DataEvolver: Let Your Data Build and Improve Itself via Goal-Driven Loop Agents

arXiv cs.AI / 5/5/2026

📰 NewsDeveloper Stack & InfrastructureTools & Practical UsageModels & Research

Key Points

  • The paper introduces DataEvolver, a closed-loop “visual data engine” that uses explicit goals and iterative generation–inspection–correction–filtering–export to create controllable training data for image editing and multimodal understanding.
  • DataEvolver is designed to manage multiple persistent artifact types, including RGB images, masks, depth/normal maps, meshes, poses, trajectories, and review traces.
  • The system’s current release uses two coupled loops: in-sample self-correction during generation and cross-round self-expansion during dataset validation.
  • Experiments on an image-level object-rotation task show that the proposed Ours+DualGate approach, using a fixed Qwen-Edit LoRA probe, outperforms an unadapted base model and a public multi-angle LoRA on both SpatialEdit and a held-out evaluation set.
  • Ablation results indicate a consistent performance improvement path from scene-aware generation to feedback-driven correction and dual-gated validation, with the core contribution framed as a reusable dataset-building framework.

Abstract

Constructing controllable visual data is a major bottleneck for image editing and multimodal understanding.
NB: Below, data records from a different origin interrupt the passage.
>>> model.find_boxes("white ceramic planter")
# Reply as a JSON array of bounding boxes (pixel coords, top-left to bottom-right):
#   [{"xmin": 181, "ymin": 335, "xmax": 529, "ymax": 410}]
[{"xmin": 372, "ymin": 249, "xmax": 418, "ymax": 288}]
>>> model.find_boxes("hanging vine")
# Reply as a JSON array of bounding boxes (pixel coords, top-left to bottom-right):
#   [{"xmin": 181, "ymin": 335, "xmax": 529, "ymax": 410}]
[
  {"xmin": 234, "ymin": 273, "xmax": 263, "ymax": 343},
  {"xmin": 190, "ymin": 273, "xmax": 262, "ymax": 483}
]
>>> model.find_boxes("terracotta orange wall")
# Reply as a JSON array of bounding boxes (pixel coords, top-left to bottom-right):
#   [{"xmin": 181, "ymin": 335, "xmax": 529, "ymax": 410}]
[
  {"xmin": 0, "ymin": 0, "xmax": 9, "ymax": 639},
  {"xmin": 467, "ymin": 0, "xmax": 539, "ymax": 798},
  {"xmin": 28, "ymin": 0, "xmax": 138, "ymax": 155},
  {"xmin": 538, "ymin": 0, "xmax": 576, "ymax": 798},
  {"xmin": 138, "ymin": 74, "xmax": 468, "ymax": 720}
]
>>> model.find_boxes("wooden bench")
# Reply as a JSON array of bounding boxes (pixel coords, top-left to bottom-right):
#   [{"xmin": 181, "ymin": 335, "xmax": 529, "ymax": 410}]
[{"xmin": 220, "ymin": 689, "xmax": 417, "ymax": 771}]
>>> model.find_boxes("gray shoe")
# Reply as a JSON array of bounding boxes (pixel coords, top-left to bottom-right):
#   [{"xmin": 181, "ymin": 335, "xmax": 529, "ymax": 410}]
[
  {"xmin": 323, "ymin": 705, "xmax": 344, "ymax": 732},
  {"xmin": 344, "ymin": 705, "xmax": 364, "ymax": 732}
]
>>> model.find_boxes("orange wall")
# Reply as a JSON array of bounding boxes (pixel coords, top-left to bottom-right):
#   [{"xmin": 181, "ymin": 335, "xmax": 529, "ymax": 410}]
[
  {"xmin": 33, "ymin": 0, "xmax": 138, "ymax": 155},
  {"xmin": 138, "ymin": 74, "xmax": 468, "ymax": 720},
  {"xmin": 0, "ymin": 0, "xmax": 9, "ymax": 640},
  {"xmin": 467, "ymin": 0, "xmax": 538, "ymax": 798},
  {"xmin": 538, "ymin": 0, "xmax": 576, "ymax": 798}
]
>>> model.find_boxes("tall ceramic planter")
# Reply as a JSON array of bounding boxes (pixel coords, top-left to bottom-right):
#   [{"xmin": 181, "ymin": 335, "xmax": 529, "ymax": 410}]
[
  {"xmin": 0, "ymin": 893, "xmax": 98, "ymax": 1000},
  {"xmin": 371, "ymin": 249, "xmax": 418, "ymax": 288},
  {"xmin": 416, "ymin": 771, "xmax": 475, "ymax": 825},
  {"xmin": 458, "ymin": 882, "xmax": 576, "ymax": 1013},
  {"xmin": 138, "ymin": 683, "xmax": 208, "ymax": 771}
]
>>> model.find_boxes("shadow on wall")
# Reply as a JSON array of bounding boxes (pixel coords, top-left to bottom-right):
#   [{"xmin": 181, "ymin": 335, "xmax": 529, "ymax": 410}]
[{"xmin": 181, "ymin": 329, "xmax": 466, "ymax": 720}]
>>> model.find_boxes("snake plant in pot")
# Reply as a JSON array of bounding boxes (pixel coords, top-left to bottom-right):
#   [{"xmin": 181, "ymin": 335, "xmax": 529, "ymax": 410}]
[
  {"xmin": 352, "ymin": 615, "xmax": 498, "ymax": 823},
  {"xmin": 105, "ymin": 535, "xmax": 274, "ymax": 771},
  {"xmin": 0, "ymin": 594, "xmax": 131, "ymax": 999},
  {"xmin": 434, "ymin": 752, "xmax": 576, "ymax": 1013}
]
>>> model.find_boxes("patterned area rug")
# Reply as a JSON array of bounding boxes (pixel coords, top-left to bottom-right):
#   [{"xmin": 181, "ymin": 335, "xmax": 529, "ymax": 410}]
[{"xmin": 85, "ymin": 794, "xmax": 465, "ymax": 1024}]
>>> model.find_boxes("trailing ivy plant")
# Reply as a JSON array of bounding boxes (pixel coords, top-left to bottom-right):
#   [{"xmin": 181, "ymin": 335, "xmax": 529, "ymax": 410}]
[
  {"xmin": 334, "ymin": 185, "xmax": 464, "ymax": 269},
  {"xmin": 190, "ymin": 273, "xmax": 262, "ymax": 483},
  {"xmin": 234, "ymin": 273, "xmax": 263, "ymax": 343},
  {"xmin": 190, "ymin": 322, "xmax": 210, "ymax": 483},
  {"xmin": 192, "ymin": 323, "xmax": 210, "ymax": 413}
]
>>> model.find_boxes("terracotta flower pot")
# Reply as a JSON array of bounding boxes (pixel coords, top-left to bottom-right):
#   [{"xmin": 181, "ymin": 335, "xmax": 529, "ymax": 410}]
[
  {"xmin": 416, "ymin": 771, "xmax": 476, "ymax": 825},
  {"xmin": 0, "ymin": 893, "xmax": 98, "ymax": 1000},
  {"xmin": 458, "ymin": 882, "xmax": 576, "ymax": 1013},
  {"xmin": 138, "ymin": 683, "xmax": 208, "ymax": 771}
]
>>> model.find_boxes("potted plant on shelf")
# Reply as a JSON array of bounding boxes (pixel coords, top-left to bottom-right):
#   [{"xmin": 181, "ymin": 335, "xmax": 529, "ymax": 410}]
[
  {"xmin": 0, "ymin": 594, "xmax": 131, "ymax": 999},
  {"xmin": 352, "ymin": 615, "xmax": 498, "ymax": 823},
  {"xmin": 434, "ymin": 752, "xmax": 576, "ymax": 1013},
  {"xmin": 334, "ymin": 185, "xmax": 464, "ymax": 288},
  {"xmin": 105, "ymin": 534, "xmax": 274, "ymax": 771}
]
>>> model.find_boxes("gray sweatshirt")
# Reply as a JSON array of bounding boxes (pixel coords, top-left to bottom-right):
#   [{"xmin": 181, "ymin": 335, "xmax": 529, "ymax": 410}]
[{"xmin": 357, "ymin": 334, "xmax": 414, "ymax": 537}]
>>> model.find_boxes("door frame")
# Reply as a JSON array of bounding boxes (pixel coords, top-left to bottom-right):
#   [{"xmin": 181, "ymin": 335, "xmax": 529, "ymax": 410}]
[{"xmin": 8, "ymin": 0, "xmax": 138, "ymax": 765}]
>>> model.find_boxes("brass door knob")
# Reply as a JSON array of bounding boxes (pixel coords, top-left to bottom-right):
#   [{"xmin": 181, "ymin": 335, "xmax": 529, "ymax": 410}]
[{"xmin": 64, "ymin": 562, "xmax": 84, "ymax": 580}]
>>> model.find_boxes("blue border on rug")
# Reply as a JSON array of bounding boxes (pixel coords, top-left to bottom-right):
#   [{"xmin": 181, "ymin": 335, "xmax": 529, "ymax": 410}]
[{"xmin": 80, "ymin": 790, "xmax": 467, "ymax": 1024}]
Useful supervision is rarely produced by a single rendering pass; instead it emerges through iterative generation, inspection, correction, filtering, and export. We present DataEvolver, a closed-loop visual data engine that organizes this process around explicit goals, persistent artifacts, bounded corrective actions, and acceptance decisions. DataEvolver supports multiple artifact types, including RGB images, masks, depth maps, normal maps, meshes, poses, trajectories, and review traces. In the current release, the system operates through two coupled loops: generation-time self-correction within each sample and validation-time self-expansion across dataset rounds. We validate the framework on an image-level object-rotation setting. With a fixed Qwen-Edit LoRA probe, our final Ours+DualGate model outperforms both the unadapted base model and a public multi-angle LoRA on SpatialEdit and a held-out evaluation set. Ablations show a consistent improvement path from scene-aware generation to feedback-driven correction and dual-gated validation. Beyond the released rotation data, our main contribution is a reusable framework for building visual datasets through explicit goal tracking, review, correction, and acceptance loops.